Zhaojin Mining Industry cuts spending after sharp profit drop
April 3, 2014 Category Automotive Metals & Minerals, Minerals
Zhaojin Mining Industry has cut spending on capacity expansion this year and turned more cautious on acquisitions, after it posted a worse-than-expected 61.8% net profit drop for last year to CNY734.1 million. The Zhaoyuan-based firm, Shandong province’s largest gold miner, has budgeted CNY1.9 billion for capital expenditure this year, compared with CNY3.3 billion spent last year. Chairman Weng Zhanbin said most of the scale-back was from spending on a smelting facilities upgrade, which has been cut to CNY200 million from CNY1.5 billion. “This is because we have completed our major upgrade projects,” Weng said, adding the company also planned to reduce mine construction expenditure to CNY985 million from CNY1.31 billion.
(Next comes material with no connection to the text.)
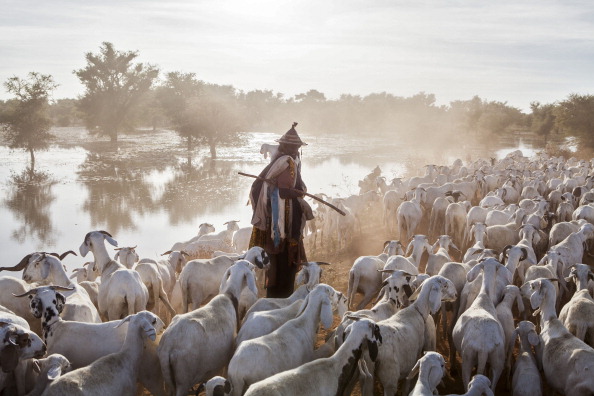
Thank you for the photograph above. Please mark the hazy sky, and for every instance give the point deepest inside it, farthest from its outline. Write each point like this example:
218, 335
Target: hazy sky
515, 51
Scaling back investment was part of the firm’s efforts to raise efficiency as it sought to shift its expansion focus from chasing after scale and speed to quality, Weng said. The average price on the Shanghai Gold Exchange fell 16.8% last year, which more than offset a 12.1% rise in output from Zhaojin’s own mines. It plans to raise output of its mines by 10.3% this year to 536,300 ounces. Total gold output, including smelting of gold ore sourced from third parties, rose 4.2% and is targeted to rise 2.5% this year to 950,500 ounces. It aims to keep the rise in production cost within 10% this year, after it rose 10% to USD672.40 an ounce.